The real holiday crush

Inside the 'lab' where shipping workhorse UPS invents safe-packaging solutions

Five men and two women in Addison, Ill., could determine whether Suzie and Jimmy McGilicutty get what they want for the holidays.

As the top packaging engineers for the United Postal Service, they have helped design the boxes and bubble wrap used by almost every major retailer and mom-and-pop business that sends purchases by ground and air.

In the four weeks between Thanksgiving and Christmas, their designs will be put to the test. The US Postal Service estimates it will handle an average of 150 million pieces of mail each day, and UPS expects to deliver more than 325 million packages worldwide. (Tomorrow, the company's peak day most years, more than 19 million packages are predicted to move.)

Private companies seeking quick packaging solutions often turn to the UPS engineers only months before offering a new product. In a world revolutionized by e-commerce, where just about anything can be bought online, their packaging projects have ranged from the mundane (TVs, VCRs) to the truly ground-breaking (live lobsters, crates of earthworms).
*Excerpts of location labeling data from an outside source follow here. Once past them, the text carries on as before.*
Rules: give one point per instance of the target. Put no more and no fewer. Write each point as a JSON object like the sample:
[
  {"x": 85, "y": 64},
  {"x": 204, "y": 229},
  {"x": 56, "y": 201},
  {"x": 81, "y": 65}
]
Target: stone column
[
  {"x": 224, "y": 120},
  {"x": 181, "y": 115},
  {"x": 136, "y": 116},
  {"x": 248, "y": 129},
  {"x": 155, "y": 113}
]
"I enjoy coming to work every day," says Patrick McDavid, who has worked with UPS for three years since earning his degree in package engineering. "You're always solving problems, but you know there's going to be a solution for everything you're working on."

Nestled in the northwest suburbs of Chicago, the laboratory has a warehouse atmosphere. And it's littered with different gizmos and machines that amount to a fragile item's worst nightmare. They include: vibration tables programmed to simulate the rollicking of a delivery truck and a mechanical arm that drops packages from perilous heights.

And then there's the guillotine-shaped SMITE test, which drops a 50-pound bar onto the center of long and narrow packages often used to encase golf clubs and fishing rods.

All the measures are designed to gauge the maximum amount of wear and tear a package can withstand. Lab director Chad Thompson, who has been in the package destruction/construction business for 11 years, has run thousands of packages through the battery of tests.

"You name it, we've seen it and worked with it," says Mr. Thompson, who pointed to canisters of earthworms as his strangest packaging task thus far. "The canisters were breaking and making a huge mess, with worms crawling around."

The job has its peculiarities. But Thompson believes e-commerce has made package trouble-shooting indispensable. "Companies are losing the face-to-face contact with their customer," he says. "When the package arrives at the door, it is making the first true impression on that customer. It has to have a highly professional presence when it gets delivered."